Insurer will not invest hundreds of millions in £5bn scheme after Treasury fails to guarantee returns

Insurer Legal & General has decided against investing hundreds of millions of pounds into building new homes for rent because of the government’s failure to guarantee rent levels.

Last summer the insurance and pensions giant was seen as one of the frontrunners to take part in the government’s private rented sector initiative (PRSI), but is now thought to have gone cold on the idea for the moment.

The news comes as four other groups – Aviva with CBRE, Aegon, Grainger, and a group of private investors led by property entrepreneur Charles Fairhurst – are readying plans to set up funds worth anything up to £5bn.

After publishing a consultation into PRSI last summer, the Treasury decided against guaranteeing a minimum return.

Instead, applicants are likely to receive preferential access to publicly held land to start their schemes.

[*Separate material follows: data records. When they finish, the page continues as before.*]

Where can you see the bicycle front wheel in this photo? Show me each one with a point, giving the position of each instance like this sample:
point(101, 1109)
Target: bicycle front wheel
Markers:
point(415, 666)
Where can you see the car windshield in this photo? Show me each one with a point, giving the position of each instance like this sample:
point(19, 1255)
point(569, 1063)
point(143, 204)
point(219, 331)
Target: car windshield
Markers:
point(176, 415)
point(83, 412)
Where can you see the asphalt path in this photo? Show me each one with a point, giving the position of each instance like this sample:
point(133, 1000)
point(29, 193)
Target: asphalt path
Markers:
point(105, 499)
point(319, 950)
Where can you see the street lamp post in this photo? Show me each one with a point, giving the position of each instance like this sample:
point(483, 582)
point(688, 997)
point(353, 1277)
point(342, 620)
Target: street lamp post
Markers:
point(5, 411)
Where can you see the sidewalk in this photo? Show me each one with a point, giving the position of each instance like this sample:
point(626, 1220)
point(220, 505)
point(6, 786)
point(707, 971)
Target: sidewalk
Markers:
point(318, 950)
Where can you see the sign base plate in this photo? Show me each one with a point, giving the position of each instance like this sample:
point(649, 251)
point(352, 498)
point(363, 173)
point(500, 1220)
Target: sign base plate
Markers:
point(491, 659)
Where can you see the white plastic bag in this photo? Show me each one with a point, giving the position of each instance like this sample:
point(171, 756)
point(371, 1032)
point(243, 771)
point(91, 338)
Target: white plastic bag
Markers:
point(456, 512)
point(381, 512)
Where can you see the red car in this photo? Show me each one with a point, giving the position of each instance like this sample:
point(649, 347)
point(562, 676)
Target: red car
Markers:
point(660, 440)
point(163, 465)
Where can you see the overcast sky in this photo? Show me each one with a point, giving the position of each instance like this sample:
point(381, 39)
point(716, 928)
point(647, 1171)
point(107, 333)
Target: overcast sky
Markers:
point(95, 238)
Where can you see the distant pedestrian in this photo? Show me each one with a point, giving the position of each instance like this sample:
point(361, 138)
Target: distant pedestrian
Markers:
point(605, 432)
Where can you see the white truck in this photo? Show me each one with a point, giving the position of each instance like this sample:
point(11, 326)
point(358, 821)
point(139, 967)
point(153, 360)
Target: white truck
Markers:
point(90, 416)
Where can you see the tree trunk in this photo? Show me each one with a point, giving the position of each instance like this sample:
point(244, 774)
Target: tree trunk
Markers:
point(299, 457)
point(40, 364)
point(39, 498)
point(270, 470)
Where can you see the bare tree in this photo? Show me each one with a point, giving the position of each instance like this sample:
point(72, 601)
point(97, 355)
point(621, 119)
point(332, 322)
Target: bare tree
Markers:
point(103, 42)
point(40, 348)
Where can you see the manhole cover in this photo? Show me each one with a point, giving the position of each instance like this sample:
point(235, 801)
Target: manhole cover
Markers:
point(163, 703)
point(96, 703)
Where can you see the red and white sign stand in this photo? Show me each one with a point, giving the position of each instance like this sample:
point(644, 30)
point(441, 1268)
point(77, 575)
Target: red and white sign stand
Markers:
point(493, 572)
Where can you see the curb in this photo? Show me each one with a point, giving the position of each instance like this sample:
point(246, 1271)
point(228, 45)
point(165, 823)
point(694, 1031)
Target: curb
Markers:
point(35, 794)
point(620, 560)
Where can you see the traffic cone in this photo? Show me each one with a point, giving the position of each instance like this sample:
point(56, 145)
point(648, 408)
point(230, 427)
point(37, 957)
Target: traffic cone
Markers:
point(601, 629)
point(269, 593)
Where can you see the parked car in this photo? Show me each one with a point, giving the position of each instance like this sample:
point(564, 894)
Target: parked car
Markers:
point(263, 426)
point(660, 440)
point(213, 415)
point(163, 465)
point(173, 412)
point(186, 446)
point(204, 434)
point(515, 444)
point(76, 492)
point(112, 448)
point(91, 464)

L&G is thought to have decided not to invest as a consequence of these changes.

the private rented sector initiative will see at least £5bn invested in rented housing

sir bob kerslake, HCA

L&G said in a statement that it had “always been supportive of government initiatives for the private rental sector”, but declined to say if it would bid.

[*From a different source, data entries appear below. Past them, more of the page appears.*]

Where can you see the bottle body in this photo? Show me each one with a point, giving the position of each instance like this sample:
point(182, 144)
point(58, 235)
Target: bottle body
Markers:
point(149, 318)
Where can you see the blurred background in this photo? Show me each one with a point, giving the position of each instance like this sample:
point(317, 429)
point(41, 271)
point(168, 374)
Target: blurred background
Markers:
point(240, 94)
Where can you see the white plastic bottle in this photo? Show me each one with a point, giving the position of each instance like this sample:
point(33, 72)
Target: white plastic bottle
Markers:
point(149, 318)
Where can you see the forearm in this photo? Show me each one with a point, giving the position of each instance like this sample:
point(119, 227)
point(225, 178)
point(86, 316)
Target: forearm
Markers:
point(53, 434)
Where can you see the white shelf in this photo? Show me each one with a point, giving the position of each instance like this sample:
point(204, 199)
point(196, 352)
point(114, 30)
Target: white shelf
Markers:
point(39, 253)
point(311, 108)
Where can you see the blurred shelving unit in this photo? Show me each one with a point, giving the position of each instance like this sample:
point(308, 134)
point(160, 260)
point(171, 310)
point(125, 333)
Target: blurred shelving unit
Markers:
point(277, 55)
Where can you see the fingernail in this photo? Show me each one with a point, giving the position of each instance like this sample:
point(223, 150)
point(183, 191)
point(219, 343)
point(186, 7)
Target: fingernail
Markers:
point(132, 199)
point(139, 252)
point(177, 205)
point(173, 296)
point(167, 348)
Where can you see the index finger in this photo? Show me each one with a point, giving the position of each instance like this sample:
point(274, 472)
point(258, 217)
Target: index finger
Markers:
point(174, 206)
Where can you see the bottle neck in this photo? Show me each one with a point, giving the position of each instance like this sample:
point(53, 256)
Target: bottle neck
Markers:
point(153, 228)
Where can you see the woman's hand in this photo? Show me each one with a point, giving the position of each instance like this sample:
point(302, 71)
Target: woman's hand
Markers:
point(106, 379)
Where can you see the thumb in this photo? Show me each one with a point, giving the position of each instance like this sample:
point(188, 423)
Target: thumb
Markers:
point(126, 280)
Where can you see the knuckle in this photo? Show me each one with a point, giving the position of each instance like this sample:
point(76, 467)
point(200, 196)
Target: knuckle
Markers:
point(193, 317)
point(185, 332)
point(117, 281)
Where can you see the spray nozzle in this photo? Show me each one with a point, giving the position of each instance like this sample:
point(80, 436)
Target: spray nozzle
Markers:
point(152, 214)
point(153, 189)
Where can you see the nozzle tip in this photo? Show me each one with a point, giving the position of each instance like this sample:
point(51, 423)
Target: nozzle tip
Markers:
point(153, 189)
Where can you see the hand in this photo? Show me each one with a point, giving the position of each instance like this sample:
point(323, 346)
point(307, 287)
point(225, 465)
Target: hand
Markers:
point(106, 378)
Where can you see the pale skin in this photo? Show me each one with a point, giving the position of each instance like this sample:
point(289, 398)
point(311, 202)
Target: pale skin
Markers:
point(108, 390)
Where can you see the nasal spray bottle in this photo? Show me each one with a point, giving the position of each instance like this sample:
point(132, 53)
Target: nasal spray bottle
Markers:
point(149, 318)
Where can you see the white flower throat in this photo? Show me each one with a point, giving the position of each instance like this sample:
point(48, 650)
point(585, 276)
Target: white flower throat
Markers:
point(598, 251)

It is thought some of the other four frontrunners will set out their initial intentions at Mipim, the annual property exhibition in Cannes, next week.

Sir Bob Kerslake, chief executive of the Homes and Communities Agency, which is leading the initiative, said last week that PRSI would lead to “at least £5bn” invested in rented housing.

The HCA will unveil six sites in London for trialling the PRSI at Mipim. These are: Newington Butts in Southwark; East India Dock Quay in Tower Hamlets; Mildmay hospital in Hackney; Greenwich hospital; the Queen Elizabeth and St Clement’s hospitals in Tower Hamlets.